遊方說完順勢欺身要將桌上的照片收走,卻不想指尖連碰都尚未碰到一下,就險些被苟以林手腕上的鐐銬給打到。

“你要幹什麽?放下。”

“別拿走這張照片!求你了,我想帶著它,讓我死的時候帶著它行嗎?”

“當然不行。”遊方挺直身體正視著苟以林的眼睛,神情和語氣中都沒有出現一絲波瀾。

“可我就這麽一個要求啊!我就想讓她再陪我最後一次都不行嗎?”

“苟以林,我今天來告知你這些已經是很危險的破例了。我當然無需你體諒我的立場,可是筱竼呢?你總該為她在薰城的平安想一想吧?”

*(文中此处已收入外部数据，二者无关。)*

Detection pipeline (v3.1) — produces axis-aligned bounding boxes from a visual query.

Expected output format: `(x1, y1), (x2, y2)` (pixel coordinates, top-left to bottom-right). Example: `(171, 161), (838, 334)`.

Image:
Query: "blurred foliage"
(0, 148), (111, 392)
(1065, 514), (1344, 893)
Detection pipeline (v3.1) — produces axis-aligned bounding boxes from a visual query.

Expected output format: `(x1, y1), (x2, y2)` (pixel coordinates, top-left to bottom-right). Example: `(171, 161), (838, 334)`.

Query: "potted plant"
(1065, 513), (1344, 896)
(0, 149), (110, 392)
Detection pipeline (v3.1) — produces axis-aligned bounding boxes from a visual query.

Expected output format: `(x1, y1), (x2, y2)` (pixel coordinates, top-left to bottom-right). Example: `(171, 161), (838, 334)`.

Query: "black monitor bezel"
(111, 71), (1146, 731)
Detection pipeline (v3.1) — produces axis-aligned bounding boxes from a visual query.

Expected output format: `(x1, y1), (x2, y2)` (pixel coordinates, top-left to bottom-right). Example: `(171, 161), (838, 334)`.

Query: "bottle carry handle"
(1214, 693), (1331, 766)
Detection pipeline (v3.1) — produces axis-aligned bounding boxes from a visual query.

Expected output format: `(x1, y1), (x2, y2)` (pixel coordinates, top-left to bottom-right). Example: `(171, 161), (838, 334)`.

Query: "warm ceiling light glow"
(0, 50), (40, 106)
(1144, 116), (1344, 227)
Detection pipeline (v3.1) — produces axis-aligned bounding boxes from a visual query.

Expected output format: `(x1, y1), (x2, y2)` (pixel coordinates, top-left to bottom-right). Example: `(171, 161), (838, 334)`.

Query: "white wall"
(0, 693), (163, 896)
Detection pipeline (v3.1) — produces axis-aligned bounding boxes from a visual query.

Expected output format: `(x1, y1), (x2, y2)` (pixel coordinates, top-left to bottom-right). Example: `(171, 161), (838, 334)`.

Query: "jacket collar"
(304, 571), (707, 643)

“她?你們還要把她怎麽樣?她都逃得那麽遠了,你們難道還不肯放過她嗎?”

“不是我們肯不肯放過她的問題,你怎麽……算了,我和你說也說不明白,把照片給我,我要走了。”

“不。”

“交出來。”

“不!”

“苟以林!都什麽時候了你還要負隅頑抗?趕緊給我……你幹什麽……住手!你真瘋了是不是?!你……”

遊方瞠目結舌地望著眼前迅疾發生的這一切。她已然預料到了苟以林會為了留下照片而反抗她,甚至還會在情急之下不要命地動手襲擊她,可是,最終的結果居然是他把照片給吃了?就那麽果斷地折了幾下,然後像吃點心一樣硬生生地給吞下去了?為了這份連他自己都明知不可得的情意,竟真的瘋魔到如此地步,值得嗎?

篤篤篤!

“出什麽事了遊幹事?不要緊吧?”

獄警們一陣風似的闖入,霎時間打破了屋內短暫且又微妙的寂靜。遊方似乎還沒有從方才的驚詫中緩過勁兒來,原地怔了半日,方才知覺約定會麵的十分鍾確實已經到了。

“遊幹事,他沒有趁我們這次不參與旁聽,對你做什麽違規的舉動吧?”

“沒有,沒什麽……人之將死,情緒難免失控罷了……”遊方遲鈍地搖了搖頭道。抬眼隻見苟以林仍縮在角落裏喃喃自語著,諸如:“我再也不要和她分開了”,“誰都別想讓她離開我”之類的瘋話,便越發覺得嗓子裏也像塞著糙硬的相紙一般,什麽話也說不出了。

“那,時候不早,我們就先帶他出去了。外麵風雪大,遊幹事你回去的時候也多小心些。”

“好……多謝……”

遊方答應著,將視線從苟以林身上緩緩地移了下來。她似乎很想再對他說些什麽,卻終究沒有忍下心開這個口,自然,也更沒有留意到在她為此心神不定的同時,身後那兩名獄警的眼中有著怎樣不安的揣測與猜忌。